Features and benefits are often presented in a table in a proposal. But they are also addressed throughout the text. The following list can help you call out the things that matter most about your offering, its attributes, or its specifications.
What really matters though is how the customer is going to benefit from the presence of a feature. But how the customer benefits depends on the evaluation criteria and the customer’s needs and preferences. Some things can be either a feature or a benefit, depending on how the customer perceives them.
The topics below are not intended to be the features themselves, but rather are topics you can use to discover features to present that are relevant to your offering:
- Performance. What about your offering will have a positive impact on performance? How will it meet or exceed any performance standards or service-level agreement?
- Sustainability. What about your approach makes it more sustainable and lowers maintenance or total lifecycle costs?
- Scalability. In high growth or unpredictable environments, scalability can very important. What about your offering enables you to ramp up capacity or rapidly reduce it? How will it enable you to respond to peaks and valleys in the workload?
- Efficiency. How is your offering more efficient? How does it enable the customer to do more with less or conserve?
- Responsiveness. Customers don’t like to be kept waiting. What does your offering do to prevent that?
- Lower cost. Price always matters, even if it’s not quantified. Price strategy, such as increasing short term costs to lower long term costs (or vice versa), also matters.
- Value. Sometimes customers will spend more to get more. Sometimes they won’t. When they do, it helps for the value to be tangible, if not thoroughly quantified.
- Reliability. Downtime and failure has a cost. A reliable offering saves the customer that cost.
- Risk. Most customers are risk averse. All the little things you do to make sure things don’t go wrong can be features.
- Seamless. Many things the customer buys have hidden (or even known) costs related to installation, configuration, and implementation. A seamless solution can be ready quicker without these costs.
- Security. Security happens at many levels, personnel, physical, network, software, etc. Everything you do to protect your assets can be features if the customer is concerned about security.
- Size. Bigger or smaller. If it matters, it’s a feature.
- Weight. Weight becomes a feature when you have to carry or ship something. Sometimes a heavier weight is better. Whatever the reason, if weight is a concern, it can be a feature.

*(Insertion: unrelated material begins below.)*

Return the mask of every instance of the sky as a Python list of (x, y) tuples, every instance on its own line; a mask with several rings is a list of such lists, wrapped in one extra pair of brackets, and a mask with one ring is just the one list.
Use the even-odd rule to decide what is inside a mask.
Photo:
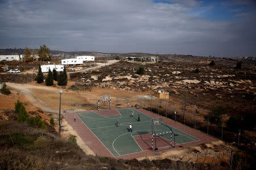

- Coverage. Your ability to cover the time, locations, geography, subject matters, etc. can be a feature.
- Flexibility. In unpredictable or changing environments, the ability to adapt to changes becomes a feature.
- Measurable. Simply being able to quantify or measure things can lead to better management and performance, making it a feature.
- Speed. Faster is not always better. But if speed matters, it’s a feature.
- Verifiable. When trust is an issue, being verifiable becomes a feature.
- Certified. Certification brings with it a presumption of qualification and reliability. Since you are in the role of being a sales person, certification can add a layer of third-party verification to your capabilities.
- Standards compliant. Being standards compliant is a form of self-certification. It implies that your claims are verifiable. Depending on the nature of the standard, it could also bring other benefits like compatibility.
- Off-the-shelf. Off-the-shelf parts and solutions tend to be lower in cost and quicker to implement.
- Customized. Sometimes the customer needs a solution that is tailored to their specific needs. An off-the-shelf solution may (or may not) be a good starting point, any customization you do becomes a feature.
- Experience. Your relevant experience is a feature and not a benefit. The benefit is what the customer gets as a result of your experience. But experience is a feature.
Often features can be found in what you normally do. They do not have to add to the cost. For example, if you follow ISO quality assurance methodologies, then instead of just citing “ISO 9001:2000 Certified,” you might want to list features like the following: audited process compliance, repeatable methods, fully documented, independent quality oversight. These are all things that come with being ISO certified, but when they are listed out as features they will make your proposal seem like it offers better value, even when you are competing against another ISO certified firm.
All the little things you do to make sure things are done right, prevent problems, fix things, or make things better can fall into this category. Just avoid features that don’t matter to the customer. The goal is not to have the longest list of features (even though that’s a feature in itself), the goal is to have the most impact.
Also, you should remember that while features are good, customers buy based on the benefits that features deliver and not the features themselves.